I haven't read the comments yet, but 1) They used to show the passenger's destination and took it away because people were cherry picking and not taking the short rides, and 2) An option to set the driver's destination is in beta test, just sit tight, it's coming.


----------



## Joe Falcone (Oct 5, 2015)

I realize there may be cherry picking or whatever you wanna call it, but there are many reasons its unfair to the driver the way things are now. Nobody has mentioned just plain old time. Sure theres gas, tolls etc, but i'm a part time driver. What if i only want to work another hour for example, and i get a rider whos 20 min away who wants to go 45 min away? If were truly independant contractors, and have all this control, then the control just got shot to hell.

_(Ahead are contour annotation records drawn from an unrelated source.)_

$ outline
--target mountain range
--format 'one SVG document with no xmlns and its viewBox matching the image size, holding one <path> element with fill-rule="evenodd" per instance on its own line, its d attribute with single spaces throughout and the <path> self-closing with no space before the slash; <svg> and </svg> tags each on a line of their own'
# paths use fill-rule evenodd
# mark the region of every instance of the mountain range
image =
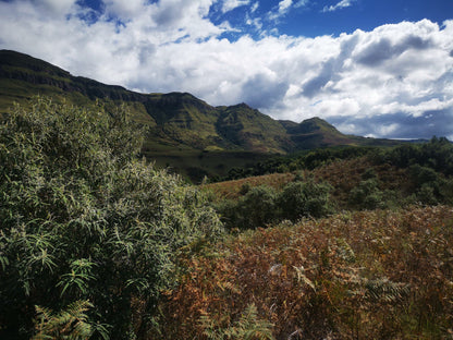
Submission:
<svg viewBox="0 0 453 340">
<path fill-rule="evenodd" d="M 125 105 L 134 120 L 149 126 L 144 154 L 166 165 L 169 157 L 199 158 L 200 153 L 203 157 L 213 153 L 220 158 L 219 154 L 247 158 L 245 153 L 261 158 L 318 147 L 396 143 L 345 135 L 319 118 L 301 123 L 274 120 L 246 104 L 213 107 L 188 93 L 140 94 L 74 76 L 24 53 L 0 50 L 0 114 L 14 101 L 24 102 L 35 95 L 77 106 L 96 100 L 107 106 Z"/>
</svg>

Just saying.


----------



## Michael47 (Sep 26, 2015)

It's called "predjudicial". Call it what it is and I agree the destination is not necessary; however, at the very least, the distance to the destination should not be considered prejudicial and could easily be included when the pick up address is provided.
Time is an extremely important element for may of us part-time drivers.


----------



## Minks (Oct 23, 2015)

Michael47 said:


> It's called "predjudicial". Call it what it is and I agree the destination is not necessary; however, at the very least, the distance to the destination should not be considered prejudicial and could easily be included when the pick up address is provided.
> Time is an extremely important element for may of us part-time drivers.


Especially true if you use the term ride-share anywhere in the description of the service. I have a long drive to and from work every day. I'd love that pick up a rider along the way to or from work and drop them off a reasonable distance from my destination. But this is 100% impossible if destination is a complete wildcard. Lyft has this ability in some markets. If Uber gets, that will be awesome!!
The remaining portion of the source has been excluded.